China has urged the US to adopt a “cool-headed” approach to dealing with tensions in the Korean peninsula and North Korea’s increasing belligerence, reports said on Saturday after foreign minister Wang Yi met US secretary of state Rex Tillerson in Beijing.
Tillerson arrived in the city on the last leg of his Asia tour a day after talking about military options against North Korea during his meetings in Seoul, the South Korean capital.
Pyongyang has triggered both tension and anger by conducting two nuclear tests and a series of missile launches since early 2016. Earlier this month, it launched four ballistic missiles and is said to be working on nuclear-tipped missiles that can hit the US.
The US feels that China, North Korea’s closest ally and economic benefactor, isn’t doing enough to defuse the situation.

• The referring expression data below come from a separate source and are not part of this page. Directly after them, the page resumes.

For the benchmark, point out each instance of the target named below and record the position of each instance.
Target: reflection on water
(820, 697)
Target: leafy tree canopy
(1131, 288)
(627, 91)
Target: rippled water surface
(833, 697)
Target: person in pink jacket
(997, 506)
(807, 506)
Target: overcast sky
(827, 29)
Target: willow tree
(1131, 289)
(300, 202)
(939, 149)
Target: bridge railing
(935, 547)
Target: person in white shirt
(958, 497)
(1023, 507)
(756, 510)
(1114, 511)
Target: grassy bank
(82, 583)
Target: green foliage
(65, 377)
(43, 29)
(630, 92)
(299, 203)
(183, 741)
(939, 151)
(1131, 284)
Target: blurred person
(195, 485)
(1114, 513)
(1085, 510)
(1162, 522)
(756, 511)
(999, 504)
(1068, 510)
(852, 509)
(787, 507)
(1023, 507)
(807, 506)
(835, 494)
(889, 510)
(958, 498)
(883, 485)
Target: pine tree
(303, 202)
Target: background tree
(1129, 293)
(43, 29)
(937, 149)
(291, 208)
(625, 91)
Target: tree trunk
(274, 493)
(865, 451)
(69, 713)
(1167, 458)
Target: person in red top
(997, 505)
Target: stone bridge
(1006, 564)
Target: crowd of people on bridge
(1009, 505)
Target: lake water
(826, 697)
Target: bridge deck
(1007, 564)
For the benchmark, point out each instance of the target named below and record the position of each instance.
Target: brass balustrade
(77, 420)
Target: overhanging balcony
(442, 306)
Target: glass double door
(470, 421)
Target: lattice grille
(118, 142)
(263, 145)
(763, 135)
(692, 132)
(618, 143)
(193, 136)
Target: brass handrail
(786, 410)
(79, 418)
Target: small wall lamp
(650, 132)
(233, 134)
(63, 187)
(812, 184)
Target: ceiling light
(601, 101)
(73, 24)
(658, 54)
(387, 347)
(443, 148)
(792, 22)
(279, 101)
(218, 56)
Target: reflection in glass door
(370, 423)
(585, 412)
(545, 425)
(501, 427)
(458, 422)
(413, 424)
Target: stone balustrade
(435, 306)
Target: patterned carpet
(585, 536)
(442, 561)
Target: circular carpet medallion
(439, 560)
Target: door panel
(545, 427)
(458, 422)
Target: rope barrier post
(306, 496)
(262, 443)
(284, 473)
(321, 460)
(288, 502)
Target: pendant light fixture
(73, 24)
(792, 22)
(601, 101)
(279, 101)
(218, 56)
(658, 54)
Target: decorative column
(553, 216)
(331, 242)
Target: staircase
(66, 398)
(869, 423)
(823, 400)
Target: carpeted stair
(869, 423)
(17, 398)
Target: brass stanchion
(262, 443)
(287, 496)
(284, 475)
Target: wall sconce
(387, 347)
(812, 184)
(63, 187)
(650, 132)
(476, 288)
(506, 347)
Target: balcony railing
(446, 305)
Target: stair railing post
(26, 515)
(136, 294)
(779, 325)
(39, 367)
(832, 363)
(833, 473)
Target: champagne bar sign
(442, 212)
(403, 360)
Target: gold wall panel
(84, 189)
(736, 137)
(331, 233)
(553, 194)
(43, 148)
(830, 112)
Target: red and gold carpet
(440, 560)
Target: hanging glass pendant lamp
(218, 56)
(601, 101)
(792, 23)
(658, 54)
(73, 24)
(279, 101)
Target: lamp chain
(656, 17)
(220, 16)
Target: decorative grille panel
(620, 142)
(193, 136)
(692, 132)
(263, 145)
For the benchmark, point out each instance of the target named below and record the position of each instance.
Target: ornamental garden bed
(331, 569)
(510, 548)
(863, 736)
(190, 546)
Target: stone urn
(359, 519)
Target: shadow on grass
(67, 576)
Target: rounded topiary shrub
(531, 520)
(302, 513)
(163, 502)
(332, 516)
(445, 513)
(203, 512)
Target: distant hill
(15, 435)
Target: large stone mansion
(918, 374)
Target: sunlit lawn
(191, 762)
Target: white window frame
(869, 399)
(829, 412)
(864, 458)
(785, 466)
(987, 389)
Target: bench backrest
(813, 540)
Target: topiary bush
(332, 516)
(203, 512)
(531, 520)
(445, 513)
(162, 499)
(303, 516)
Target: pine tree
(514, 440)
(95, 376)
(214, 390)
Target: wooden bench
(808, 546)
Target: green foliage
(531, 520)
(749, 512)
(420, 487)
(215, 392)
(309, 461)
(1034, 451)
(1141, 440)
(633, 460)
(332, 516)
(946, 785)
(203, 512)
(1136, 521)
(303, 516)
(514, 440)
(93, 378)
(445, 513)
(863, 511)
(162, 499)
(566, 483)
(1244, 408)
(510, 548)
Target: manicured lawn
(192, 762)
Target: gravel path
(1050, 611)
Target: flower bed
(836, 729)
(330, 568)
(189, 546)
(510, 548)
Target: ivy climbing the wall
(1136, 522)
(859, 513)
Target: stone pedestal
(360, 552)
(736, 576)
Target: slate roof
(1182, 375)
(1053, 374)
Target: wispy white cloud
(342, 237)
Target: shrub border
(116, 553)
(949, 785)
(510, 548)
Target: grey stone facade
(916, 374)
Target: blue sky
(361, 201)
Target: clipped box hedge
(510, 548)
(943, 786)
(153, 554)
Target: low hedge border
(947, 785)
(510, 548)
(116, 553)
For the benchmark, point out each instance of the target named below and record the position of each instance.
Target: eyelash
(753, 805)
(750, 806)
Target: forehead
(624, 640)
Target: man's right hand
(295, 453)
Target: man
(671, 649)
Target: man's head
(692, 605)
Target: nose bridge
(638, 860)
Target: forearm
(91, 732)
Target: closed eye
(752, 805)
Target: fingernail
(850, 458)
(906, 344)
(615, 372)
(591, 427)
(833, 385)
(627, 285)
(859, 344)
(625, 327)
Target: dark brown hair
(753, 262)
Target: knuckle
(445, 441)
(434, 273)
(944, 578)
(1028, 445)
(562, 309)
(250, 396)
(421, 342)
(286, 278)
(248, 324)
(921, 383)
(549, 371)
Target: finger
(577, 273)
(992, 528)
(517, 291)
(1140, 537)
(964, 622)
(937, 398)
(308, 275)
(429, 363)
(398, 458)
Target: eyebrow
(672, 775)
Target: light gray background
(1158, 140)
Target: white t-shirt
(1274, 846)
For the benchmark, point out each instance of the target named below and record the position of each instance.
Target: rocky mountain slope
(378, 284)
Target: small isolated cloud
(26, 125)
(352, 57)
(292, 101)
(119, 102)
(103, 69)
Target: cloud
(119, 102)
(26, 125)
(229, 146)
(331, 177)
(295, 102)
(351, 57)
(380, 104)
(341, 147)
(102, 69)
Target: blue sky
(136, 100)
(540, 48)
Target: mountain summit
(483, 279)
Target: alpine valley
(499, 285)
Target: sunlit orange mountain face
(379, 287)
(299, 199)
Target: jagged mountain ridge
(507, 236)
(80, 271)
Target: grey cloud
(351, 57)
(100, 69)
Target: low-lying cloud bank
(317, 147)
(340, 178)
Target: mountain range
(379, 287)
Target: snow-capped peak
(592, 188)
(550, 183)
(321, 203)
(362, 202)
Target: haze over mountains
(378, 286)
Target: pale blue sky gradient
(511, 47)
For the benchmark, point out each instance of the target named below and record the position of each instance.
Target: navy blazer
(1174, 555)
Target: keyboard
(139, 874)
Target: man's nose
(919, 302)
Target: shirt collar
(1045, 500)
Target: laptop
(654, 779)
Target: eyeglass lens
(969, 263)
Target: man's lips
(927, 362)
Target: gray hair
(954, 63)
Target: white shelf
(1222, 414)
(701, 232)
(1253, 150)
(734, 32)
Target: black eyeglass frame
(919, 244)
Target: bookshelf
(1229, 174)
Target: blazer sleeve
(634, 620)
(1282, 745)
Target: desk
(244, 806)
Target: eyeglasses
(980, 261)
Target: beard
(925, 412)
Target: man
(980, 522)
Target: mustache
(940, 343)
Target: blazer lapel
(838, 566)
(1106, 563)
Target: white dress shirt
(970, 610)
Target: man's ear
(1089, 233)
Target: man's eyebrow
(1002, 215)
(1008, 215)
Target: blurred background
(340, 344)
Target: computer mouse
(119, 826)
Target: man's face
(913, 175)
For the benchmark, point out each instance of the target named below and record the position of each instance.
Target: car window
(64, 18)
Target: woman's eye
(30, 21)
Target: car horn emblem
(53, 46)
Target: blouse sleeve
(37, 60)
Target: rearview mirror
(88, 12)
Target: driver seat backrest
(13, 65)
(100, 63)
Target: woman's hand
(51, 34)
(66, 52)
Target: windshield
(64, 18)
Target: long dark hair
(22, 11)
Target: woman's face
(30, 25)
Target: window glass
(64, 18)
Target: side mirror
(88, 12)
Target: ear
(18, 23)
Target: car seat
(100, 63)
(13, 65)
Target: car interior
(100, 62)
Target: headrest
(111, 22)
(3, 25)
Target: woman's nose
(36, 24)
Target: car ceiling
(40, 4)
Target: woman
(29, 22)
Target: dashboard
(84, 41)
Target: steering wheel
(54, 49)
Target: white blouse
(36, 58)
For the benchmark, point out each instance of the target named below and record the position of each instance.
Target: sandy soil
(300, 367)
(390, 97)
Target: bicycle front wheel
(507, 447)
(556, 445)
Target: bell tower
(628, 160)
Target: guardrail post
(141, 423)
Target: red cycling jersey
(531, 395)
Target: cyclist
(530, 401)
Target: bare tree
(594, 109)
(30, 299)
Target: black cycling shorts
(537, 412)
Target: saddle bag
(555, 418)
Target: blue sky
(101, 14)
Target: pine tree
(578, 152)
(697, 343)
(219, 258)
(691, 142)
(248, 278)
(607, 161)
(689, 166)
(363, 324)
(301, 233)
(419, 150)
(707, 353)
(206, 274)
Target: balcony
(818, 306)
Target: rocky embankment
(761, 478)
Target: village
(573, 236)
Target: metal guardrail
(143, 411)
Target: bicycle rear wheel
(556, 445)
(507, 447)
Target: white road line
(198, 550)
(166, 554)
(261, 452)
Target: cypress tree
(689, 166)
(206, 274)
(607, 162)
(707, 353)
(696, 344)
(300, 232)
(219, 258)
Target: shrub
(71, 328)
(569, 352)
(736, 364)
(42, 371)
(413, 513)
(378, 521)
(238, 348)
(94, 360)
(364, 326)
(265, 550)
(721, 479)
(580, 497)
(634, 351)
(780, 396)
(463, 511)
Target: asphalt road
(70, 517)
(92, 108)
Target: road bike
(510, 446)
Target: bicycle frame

President Donald Trump had tweeted that North Korea was “behaving very badly” and China had done “little to help”.
Tillerson conveyed Washington’s worry over the situation, saying the level of tension was “dangerous”.
The BBC quoted Wang as saying that the US should be “cool-headed” about the situation even though it was at a “crossroads”.
“We hope that all parties, including our friends from the United States, could size up the situation in a cool-headed and comprehensive fashion and arrive at a wise decision,” Wang said.
Chinese foreign ministry spokesperson Hua Chunying said on Friday talks were the best way to resolve the problems of the Korean peninsula.
“As a close neighbour of the peninsula, China has even more reason than any other country to care about the situation,” she said at the regular ministry briefing.
“China and the US are now in close communication on arranging a meeting between the two presidents and exchanges at other levels,” Wang added.
The two top diplomats were likely to have discussed a range of issues, including trade.
“The world's top two economies do have every reason to remain committed to a strong relationship because of their broad range of shared interests, especially in trade and commerce,” a Xinhua article said.
“The two-way trade of goods last year exceeded $519.6 billion, according to the Chinese ministry of commerce. That makes China America's largest trading partner, and America China's second largest. Also, instead of taking away US manufacturing jobs, economic and trade exchanges between the two countries have actually supported more than 2.6 million jobs across a host of US industries from automobile, construction equipment to agriculture,” it said.